RS Ophiuchi est une nova récurrente qui explosa à cinq reprises depuis 1898. Elle atteignit la magnitude 4.5 en 2006 et est retombée depuis à la magnitude 12.5.

Vers 2025, si jamais la masse nucléaire de l'étoile naine venait à dépasser environ 1.4 M, elle se transformera en supernova (type 1a).

Une explosion cosmique est-elle en train de se préparer ? Nul ne peut le dire mais plus que jamais RS Ophiuchi fait l'objet de toutes les attentions.

Classification des novae

Les novae se répartissent en cinq catégories :

- Les novae rapides (NA) dont l'éclat peut augmenter de 10 magnitudes en l'espace de quelques jours,

- Les novae lentes (NB) dont l'augmentation d'éclat est plus régulier, s'étalant sur une période 15 jours environ avec un maximum qui peut persister plusieurs mois (Nova Herculis 1934),

- Les novae récurrentes (NR) qui présentent des sursauts d'éclats à des intervalles de quelques dizaines d'années, telles T Corona Borealis (1866, 1946) ou RS Ophiuchi (1958, 1967, 2006).

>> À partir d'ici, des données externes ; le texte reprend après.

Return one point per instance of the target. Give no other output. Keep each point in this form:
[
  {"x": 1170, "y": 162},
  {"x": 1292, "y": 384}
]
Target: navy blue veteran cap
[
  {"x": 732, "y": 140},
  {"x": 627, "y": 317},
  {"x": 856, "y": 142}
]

- Les novae naines qui sont des étoiles variables cataclysmiques dont l'éclat augmente irrégulièrement de plusieurs magnitudes en quelques heures (U Geminorum). Cet événement est la plus spectaculaire évolution que puisse subir une étoile variable.

- Les novae X dont l'éclat augmente principalement en rayonnement X. Cette émission peut dépasser les plus intenses sources X galactiques en une dizaine de jours. La plupart sont associées à des étoiles très faibles (16e magnitude environ).

NB. Nous évoquerons les kilonovae à propos des étoiles neutrons.

A gauche, une étoile variable cataclysmique telle U Geminorum se transforme en nova lorsque le disque d'accrétion composé d'hydrogène et aspiré par l'étoile naine blanche devient si chaud qu'il déclenche une réaction de fusion thermonucléaire en surface faisant localement exploser une région superficielle de l'étoile naine. A droite, le système V1487 alias GRS 1915+105 est constitué d'une étoile solaire en interaction avec un trou noir d'environ 14 masses solaires. L'étoile est une nova X et émet des nuages de matière à des vitesses apparentes supérieures à celle de la lumière. Documents AAVSO/Mark A.Garlick et T.Lombry.